① In the articles of association, various ways of receiving notice can be adopted, and the permanent address, common email address, common contact information, etc. shall be regarded as the receiving address. Once the notice of meeting is served in the prescribed manner, it is deemed that the shareholders or directors have received the relevant notice, which can solve the problem of difficult service of the notice.

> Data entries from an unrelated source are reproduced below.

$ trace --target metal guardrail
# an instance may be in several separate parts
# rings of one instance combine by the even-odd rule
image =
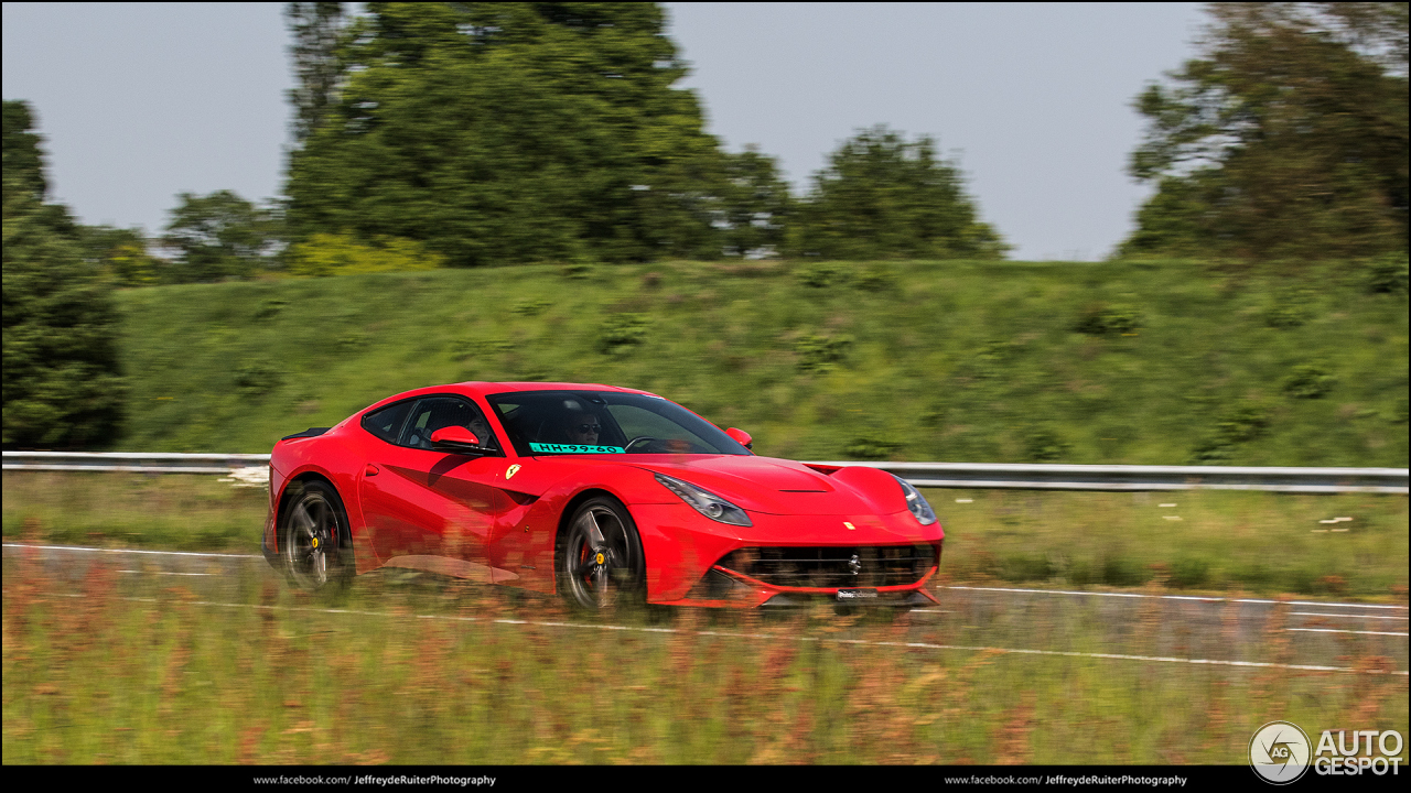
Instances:
[[[223,474],[262,481],[268,454],[133,452],[4,452],[7,471],[133,471]],[[1287,468],[1228,466],[1054,466],[1010,463],[864,463],[916,487],[1016,490],[1263,490],[1273,492],[1387,492],[1407,495],[1407,468]]]
[[[1110,491],[1263,490],[1271,492],[1388,492],[1407,495],[1407,468],[858,461],[825,464],[882,468],[916,487]]]
[[[130,471],[138,474],[230,474],[264,468],[268,454],[178,452],[4,452],[7,471]]]

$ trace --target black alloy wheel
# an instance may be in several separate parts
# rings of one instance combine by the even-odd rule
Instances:
[[[279,556],[293,586],[305,591],[347,583],[353,571],[349,519],[332,485],[310,481],[279,523]]]
[[[646,601],[642,539],[615,498],[591,498],[574,511],[559,546],[559,591],[586,611]]]

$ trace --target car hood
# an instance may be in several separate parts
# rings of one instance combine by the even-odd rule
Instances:
[[[752,512],[890,515],[906,509],[906,497],[896,480],[875,468],[841,468],[837,474],[827,476],[803,463],[776,457],[735,454],[691,454],[666,460],[649,459],[645,454],[641,457],[643,461],[632,464],[706,488]]]

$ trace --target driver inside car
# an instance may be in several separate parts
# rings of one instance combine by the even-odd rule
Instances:
[[[569,443],[577,443],[579,446],[597,446],[598,435],[602,433],[602,422],[587,411],[570,412],[563,432],[569,436]]]

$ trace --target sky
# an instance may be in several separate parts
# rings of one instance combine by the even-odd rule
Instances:
[[[1150,188],[1141,87],[1195,55],[1198,3],[666,3],[708,131],[803,192],[876,124],[930,135],[1016,260],[1098,260]],[[28,100],[52,200],[159,233],[181,192],[277,196],[289,35],[275,3],[4,3],[3,95]]]

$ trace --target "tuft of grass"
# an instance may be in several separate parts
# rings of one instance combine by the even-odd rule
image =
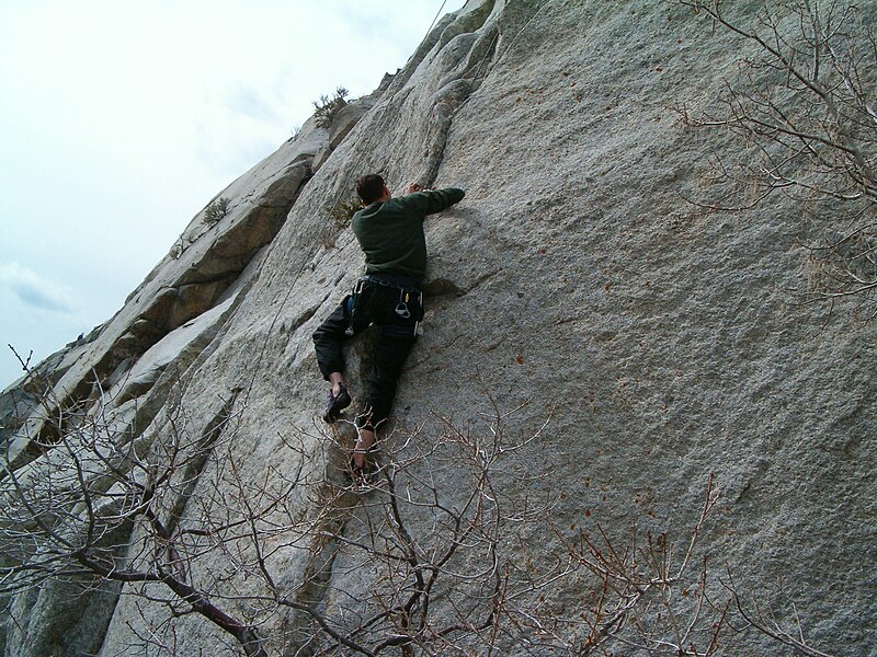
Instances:
[[[343,87],[338,87],[332,97],[321,95],[319,101],[314,101],[316,112],[314,116],[321,128],[330,128],[338,113],[348,104],[344,100],[350,92]]]
[[[329,216],[335,222],[338,228],[346,228],[350,223],[350,220],[353,218],[353,215],[362,208],[358,201],[354,199],[346,199],[341,200],[335,206],[329,210]]]
[[[230,201],[225,196],[214,200],[207,206],[207,209],[204,210],[204,222],[210,226],[218,222],[223,217],[228,215],[229,205]]]

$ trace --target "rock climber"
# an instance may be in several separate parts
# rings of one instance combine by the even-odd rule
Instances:
[[[465,193],[455,187],[423,189],[411,183],[403,196],[395,198],[384,178],[374,173],[356,181],[356,193],[363,207],[353,215],[351,227],[365,253],[365,276],[314,333],[314,345],[320,372],[331,384],[322,418],[333,423],[352,401],[344,383],[343,343],[372,324],[380,328],[365,401],[356,416],[358,438],[350,463],[354,476],[361,477],[376,431],[389,416],[402,365],[423,319],[423,220],[458,203]]]

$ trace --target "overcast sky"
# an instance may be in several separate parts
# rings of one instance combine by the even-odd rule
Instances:
[[[0,389],[110,319],[338,85],[464,0],[0,0]],[[444,8],[442,9],[442,5]]]

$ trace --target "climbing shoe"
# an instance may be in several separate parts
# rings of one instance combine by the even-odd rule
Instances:
[[[338,416],[341,415],[341,412],[350,406],[350,393],[348,392],[345,385],[341,385],[338,394],[332,394],[332,391],[330,390],[329,403],[326,405],[326,412],[322,414],[323,420],[332,424],[338,419]]]

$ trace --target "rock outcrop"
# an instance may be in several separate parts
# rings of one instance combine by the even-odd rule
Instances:
[[[742,47],[674,3],[470,0],[337,126],[309,122],[218,194],[225,217],[196,216],[115,316],[54,357],[50,395],[29,397],[30,416],[10,427],[10,468],[24,476],[50,458],[71,429],[57,408],[100,405],[137,445],[161,443],[171,411],[208,446],[234,417],[230,451],[180,487],[179,522],[234,497],[221,487],[229,454],[253,491],[280,489],[304,468],[317,483],[289,504],[317,514],[317,475],[344,457],[315,426],[324,385],[310,335],[362,266],[334,210],[364,172],[397,193],[410,181],[458,186],[464,201],[426,221],[428,314],[390,447],[412,434],[429,446],[445,420],[479,430],[494,404],[516,410],[509,431],[539,438],[509,456],[501,479],[522,499],[550,500],[555,531],[515,533],[510,522],[503,541],[546,566],[597,527],[684,542],[711,477],[720,498],[699,554],[713,577],[727,566],[747,595],[794,602],[823,649],[877,649],[875,324],[843,311],[825,323],[824,309],[790,302],[809,237],[793,199],[734,215],[685,200],[709,193],[708,155],[741,147],[670,107],[708,107],[722,76],[739,73]],[[351,358],[355,393],[367,350]],[[468,485],[446,465],[413,468],[451,496]],[[343,499],[364,512],[356,496]],[[137,545],[127,530],[113,540]],[[355,534],[342,520],[326,532]],[[266,560],[291,590],[319,572],[298,602],[368,599],[376,585],[351,546],[293,543],[272,534]],[[310,654],[296,644],[301,609],[260,616],[236,563],[206,550],[192,577],[216,578],[205,586],[252,612],[274,637],[269,654]],[[559,615],[592,603],[581,586],[546,589]],[[76,604],[61,589],[8,596],[4,654],[160,654],[147,629],[180,655],[229,645],[209,623],[118,588]],[[454,600],[435,604],[456,611]],[[728,654],[767,649],[764,637],[740,641]]]

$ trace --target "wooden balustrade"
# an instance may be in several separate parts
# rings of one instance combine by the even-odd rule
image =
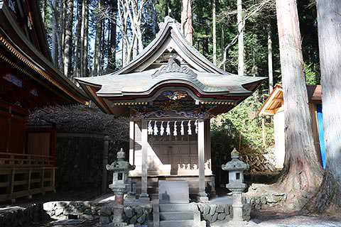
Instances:
[[[55,157],[30,154],[0,153],[0,167],[55,166]]]
[[[55,157],[0,153],[0,201],[55,189]]]

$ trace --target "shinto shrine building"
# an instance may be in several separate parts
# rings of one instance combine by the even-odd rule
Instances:
[[[0,201],[55,190],[55,132],[30,110],[85,103],[52,63],[37,1],[0,1]]]
[[[210,119],[226,113],[264,77],[222,70],[190,45],[180,24],[166,17],[156,38],[121,70],[77,78],[104,111],[130,118],[129,161],[140,198],[158,193],[158,180],[185,180],[207,201],[215,192]]]

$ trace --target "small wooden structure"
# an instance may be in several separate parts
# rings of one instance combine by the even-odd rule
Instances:
[[[323,140],[323,124],[322,121],[322,87],[321,85],[307,85],[309,100],[309,110],[312,119],[311,127],[314,137],[314,144],[321,165],[325,167],[325,153]],[[259,115],[274,116],[275,134],[274,157],[276,167],[282,168],[284,162],[284,101],[283,89],[281,84],[276,84],[274,91],[261,106]]]
[[[130,176],[140,197],[158,194],[158,180],[188,181],[206,201],[215,192],[210,119],[252,94],[264,77],[238,77],[217,68],[166,17],[156,38],[126,66],[77,78],[104,112],[130,117]]]
[[[0,1],[0,201],[55,190],[55,131],[28,111],[85,103],[55,68],[36,1]]]

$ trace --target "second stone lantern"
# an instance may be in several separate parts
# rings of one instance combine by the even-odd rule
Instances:
[[[247,189],[247,184],[244,183],[244,171],[249,170],[248,164],[241,161],[239,153],[234,148],[231,153],[231,161],[222,165],[223,170],[229,171],[229,184],[226,187],[232,192],[233,194],[233,218],[229,223],[232,226],[243,226],[243,203],[242,194]]]
[[[106,167],[107,170],[113,172],[112,184],[109,185],[109,187],[115,195],[115,204],[112,206],[114,212],[113,220],[112,223],[108,226],[110,227],[126,226],[123,222],[124,196],[124,193],[127,192],[129,171],[134,170],[135,166],[130,165],[124,158],[125,153],[121,148],[121,150],[117,153],[117,160]]]

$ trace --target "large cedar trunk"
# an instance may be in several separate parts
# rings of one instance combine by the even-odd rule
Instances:
[[[341,1],[318,0],[317,8],[327,165],[315,208],[334,213],[341,209]]]
[[[300,209],[315,192],[322,170],[315,150],[296,0],[276,0],[284,98],[286,157],[278,184]]]

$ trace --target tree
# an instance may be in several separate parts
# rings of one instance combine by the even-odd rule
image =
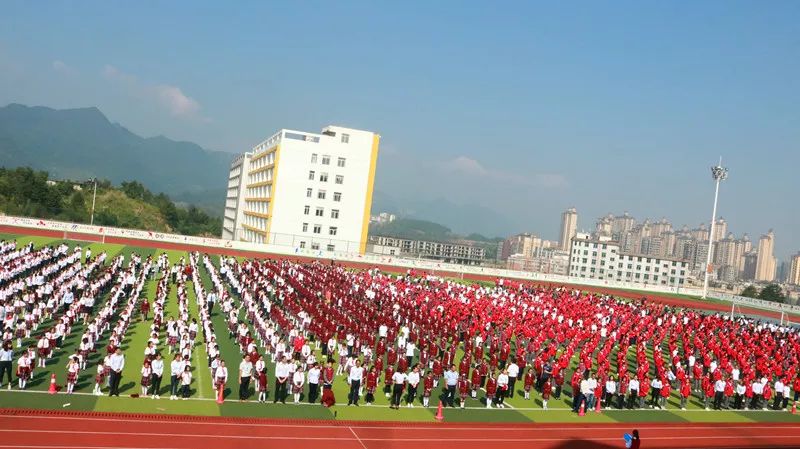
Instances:
[[[772,302],[779,302],[783,303],[786,301],[786,296],[783,295],[783,290],[781,290],[781,286],[778,284],[769,284],[763,289],[761,289],[761,293],[758,295],[759,298],[763,299],[764,301],[772,301]]]
[[[739,296],[745,296],[747,298],[758,298],[758,289],[755,285],[748,285],[747,287],[742,290],[742,293]]]

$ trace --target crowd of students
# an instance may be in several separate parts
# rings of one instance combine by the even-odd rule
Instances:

② The articles of association may stipulate that if the shareholders who have received the notice fail to attend the meeting in accordance with the relevant notice or entrust others to attend the meeting on their behalf in accordance with the provisions, they shall be deemed to have abstained. However, there should be strict restrictions on this provision. The application of this provision can be used to deal with the deadlock of the company. The detailed articles of association need to be agreed by shareholders and professionals.CONCLUSION
In conclusion, when considering the establishment of a company, shareholders should also fully estimate the business risks and business deadlock. When considering the issue of "cooperation", they should also consider "separation". In fact, the design of "separation" can better guarantee the interests of all shareholders.